David B. Nash, M.D., M.B.A., Dean, Jefferson School of Population Health,
Thomas Jefferson University
Population Health: Creating a Culture of Wellness: Defining the concept and describing the goals and potential of the practice of population health.
“Population health refers to the distribution of health outcomes within a population, the health determinants that influence distribution, and the policies and interventions that impact the determinants. It spans wellness and health promotion, management of chronic disease, care of the frail and elderly, and palliative care for those at the end of life.
Population health is essential to health reform. Its goals including improving care coordination, enhancing health and wellness through prevention and lifestyle changes, reducing or eliminating waste and errors, eradicating disparities, and improving transparency and accountability. The four pillars of population health are chronic care management, quality and safety, public health, and health policy.
The Affordable Care Act has a lot of population health built into it: linking payment to evidence and outcomes; bundling payment for physician and hospital service by episode or condition; reimbursement for coordination of care in medical homes; and accountability for results. Making it work means changing the culture of medicine, with practice based on evidence, reduced adherence to professional autonomy, and engaging with patients across a continuum of care. It’s all about doctors being part of the conversation, being accountable, responsible, and holding a place at the leadership table.”
Mary Hamel, M.D., Malaria Branch Senior Technical Advisor,
U.S. Centers for Disease Control and Prevention
Epidemiology and World Population Health: A presentation highlighting a targeted approach to population health by describing the fight against one of the world’s deadliest, yet preventable diseases.

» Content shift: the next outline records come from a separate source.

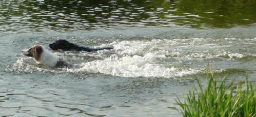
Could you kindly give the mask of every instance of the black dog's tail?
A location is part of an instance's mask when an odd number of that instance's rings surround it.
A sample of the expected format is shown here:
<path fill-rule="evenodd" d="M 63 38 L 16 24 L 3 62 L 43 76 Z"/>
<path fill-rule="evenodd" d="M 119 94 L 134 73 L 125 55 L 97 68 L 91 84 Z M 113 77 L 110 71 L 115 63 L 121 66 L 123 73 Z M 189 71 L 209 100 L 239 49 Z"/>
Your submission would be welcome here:
<path fill-rule="evenodd" d="M 94 51 L 97 51 L 99 50 L 112 49 L 114 49 L 114 48 L 112 48 L 112 47 L 103 47 L 103 48 L 94 48 L 93 50 Z"/>

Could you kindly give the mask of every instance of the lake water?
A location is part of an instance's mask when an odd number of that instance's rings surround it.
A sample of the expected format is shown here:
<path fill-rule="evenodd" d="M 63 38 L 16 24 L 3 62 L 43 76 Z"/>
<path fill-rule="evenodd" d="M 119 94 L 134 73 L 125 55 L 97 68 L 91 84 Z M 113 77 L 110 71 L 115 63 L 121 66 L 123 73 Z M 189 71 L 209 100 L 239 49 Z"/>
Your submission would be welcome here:
<path fill-rule="evenodd" d="M 181 116 L 175 99 L 216 77 L 254 82 L 256 1 L 0 1 L 0 116 Z M 22 56 L 52 51 L 78 68 Z"/>

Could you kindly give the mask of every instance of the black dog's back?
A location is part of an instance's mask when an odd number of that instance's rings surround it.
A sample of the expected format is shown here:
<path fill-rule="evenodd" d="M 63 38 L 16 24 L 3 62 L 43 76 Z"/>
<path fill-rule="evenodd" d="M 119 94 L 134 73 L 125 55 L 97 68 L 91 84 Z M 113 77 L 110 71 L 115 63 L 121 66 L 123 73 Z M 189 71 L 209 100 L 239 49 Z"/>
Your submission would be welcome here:
<path fill-rule="evenodd" d="M 62 49 L 63 50 L 74 50 L 76 51 L 84 51 L 91 52 L 103 49 L 112 49 L 111 47 L 103 47 L 99 48 L 91 48 L 85 46 L 80 46 L 71 43 L 66 40 L 57 40 L 54 43 L 49 44 L 49 47 L 53 50 Z"/>

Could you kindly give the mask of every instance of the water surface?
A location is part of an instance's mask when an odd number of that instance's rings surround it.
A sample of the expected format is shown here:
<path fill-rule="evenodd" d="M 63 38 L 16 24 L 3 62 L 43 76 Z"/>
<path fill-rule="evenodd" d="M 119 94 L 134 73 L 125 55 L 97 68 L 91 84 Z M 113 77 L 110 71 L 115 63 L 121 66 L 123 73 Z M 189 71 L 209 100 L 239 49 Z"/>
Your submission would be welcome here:
<path fill-rule="evenodd" d="M 175 99 L 215 75 L 254 82 L 254 1 L 1 1 L 1 116 L 181 116 Z M 52 51 L 78 68 L 23 56 L 57 39 L 95 52 Z"/>

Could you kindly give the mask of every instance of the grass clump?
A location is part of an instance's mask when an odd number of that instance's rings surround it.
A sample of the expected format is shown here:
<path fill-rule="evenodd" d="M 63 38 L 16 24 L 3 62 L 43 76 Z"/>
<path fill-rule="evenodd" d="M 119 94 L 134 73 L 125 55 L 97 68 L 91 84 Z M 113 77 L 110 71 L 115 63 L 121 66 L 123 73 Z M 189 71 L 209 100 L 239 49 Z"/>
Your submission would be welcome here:
<path fill-rule="evenodd" d="M 212 72 L 206 77 L 205 89 L 196 79 L 199 88 L 189 91 L 184 103 L 176 100 L 183 116 L 256 116 L 255 85 L 249 83 L 248 78 L 245 85 L 239 83 L 235 90 L 234 80 L 227 85 L 225 77 L 218 83 Z"/>

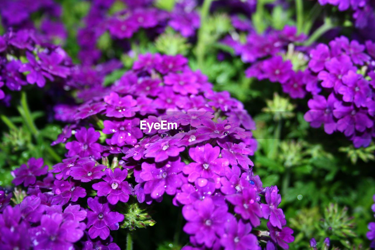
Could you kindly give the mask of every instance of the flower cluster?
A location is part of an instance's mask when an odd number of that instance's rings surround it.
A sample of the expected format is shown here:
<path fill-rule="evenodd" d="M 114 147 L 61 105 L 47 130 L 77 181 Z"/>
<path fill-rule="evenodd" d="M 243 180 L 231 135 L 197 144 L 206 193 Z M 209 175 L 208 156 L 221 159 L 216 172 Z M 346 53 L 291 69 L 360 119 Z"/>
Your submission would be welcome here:
<path fill-rule="evenodd" d="M 11 29 L 0 36 L 0 87 L 19 91 L 28 84 L 43 87 L 49 80 L 61 89 L 70 79 L 72 65 L 62 49 L 33 30 Z M 0 99 L 6 97 L 4 90 Z"/>
<path fill-rule="evenodd" d="M 179 1 L 170 12 L 153 7 L 151 1 L 124 2 L 127 8 L 108 16 L 106 13 L 113 1 L 93 1 L 84 19 L 85 27 L 78 30 L 77 35 L 81 47 L 78 57 L 83 64 L 94 64 L 100 58 L 98 41 L 107 30 L 112 39 L 122 40 L 124 49 L 128 50 L 130 44 L 124 39 L 131 38 L 141 29 L 152 38 L 169 26 L 188 37 L 195 35 L 199 27 L 195 1 Z"/>
<path fill-rule="evenodd" d="M 337 6 L 340 11 L 350 10 L 356 20 L 356 27 L 363 29 L 374 23 L 374 2 L 371 0 L 318 0 L 321 5 L 330 4 Z"/>
<path fill-rule="evenodd" d="M 235 20 L 236 27 L 243 29 L 238 23 Z M 374 43 L 364 45 L 341 36 L 329 45 L 295 47 L 293 43 L 305 36 L 297 35 L 294 27 L 262 35 L 250 29 L 246 29 L 250 31 L 244 44 L 230 37 L 224 41 L 243 61 L 252 63 L 247 76 L 280 83 L 292 98 L 309 92 L 312 98 L 304 118 L 312 127 L 322 124 L 328 134 L 341 132 L 357 148 L 369 145 L 374 135 Z"/>
<path fill-rule="evenodd" d="M 52 0 L 36 0 L 32 4 L 28 0 L 4 0 L 0 5 L 0 16 L 6 29 L 15 30 L 27 29 L 36 30 L 31 16 L 42 14 L 38 30 L 45 38 L 64 40 L 67 36 L 62 23 L 59 20 L 61 7 Z"/>
<path fill-rule="evenodd" d="M 101 96 L 71 108 L 75 121 L 54 143 L 69 140 L 68 158 L 50 170 L 55 175 L 46 175 L 42 160 L 32 158 L 13 172 L 14 183 L 23 184 L 28 196 L 3 212 L 0 223 L 8 230 L 2 235 L 14 236 L 2 244 L 113 244 L 110 231 L 126 223 L 115 205 L 132 196 L 140 203 L 160 202 L 166 193 L 183 206 L 183 230 L 195 247 L 260 249 L 261 241 L 270 249 L 287 249 L 293 231 L 278 207 L 279 190 L 262 187 L 249 158 L 256 149 L 254 121 L 242 103 L 213 91 L 187 64 L 181 56 L 141 56 Z M 177 129 L 141 130 L 141 120 L 174 122 Z M 111 161 L 111 167 L 100 159 Z M 6 215 L 19 210 L 18 217 Z M 267 230 L 256 229 L 262 218 Z"/>
<path fill-rule="evenodd" d="M 374 195 L 372 198 L 374 202 L 375 202 L 375 195 Z M 373 212 L 375 213 L 375 204 L 372 204 L 372 206 L 371 206 L 371 210 Z M 374 217 L 375 217 L 375 215 L 374 215 Z M 375 222 L 369 223 L 368 228 L 370 231 L 367 232 L 366 236 L 371 241 L 370 247 L 372 248 L 375 249 Z"/>
<path fill-rule="evenodd" d="M 308 64 L 319 81 L 309 90 L 305 119 L 314 128 L 322 124 L 328 134 L 343 133 L 357 148 L 368 146 L 374 135 L 374 48 L 341 36 L 312 50 Z"/>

“Malaria is the leading cause of children’s death and disease in the world, with 225 million new cases every year. In Africa, 700,000 children die each year from the disease, nearly 2,000 every day. The disease presents an economic as wealth as medical burden, as it continues the cycle of poverty. The poorest get the disease and have less access to preventive measures. Young children are the most susceptible, and deaths occur quickly, with 24-48 hours from the onset of fever.
There is good news, however, as major advances in malaria control are being made, with such efforts as the Global Fund, the U.S. President’s Malaria Initiative, and the Gates Foundation. Interventions such as insecticide treated nets and indoor residual spraying work but have limitations. The exciting news is that after 30 years of research, we may – may – be approaching a vaccine to prevent malaria. The Phase III trial – the last step before regulatory approval – of a potential vaccine was launched in 2009, and the hope is that by 2015 routine childhood vaccination will be available in Africa.”
Alex “Sandy” Pentland, Ph.D., Director, MIT Media Lab Entrepreneurship, Massachusetts Institute of Technology
Improving Health with Human-Centered Technology: Describing methods of human interaction that can influence and enhance the practice of population health.
“Most of the disease load – estimates are up to 80 percent- results from poor behavior and lack of compliance. “Human-centered technology” can improve health with a proactive approach of reaching out to people, by moving health care out of the clinic and into the real world. Using a system developed by evolution – one person “reading” another’s health status without testing or exams – can serve as a basis for a triage mechanism to read a patient’s health status.
Types of signals – interest, attention, empathy, or action – can cause a response in others that will be instructive about the person’s health status. We encourage a rethinking of health science: honest human signals versus clinical testing. People don’t use it enough. Mobile phones can be the next frontier for these signals, as they are measuring behavior constantly, and the signals can be interpreted in a health context.”
Note: Visuals used by the presenters are scheduled for posting on the MMS website.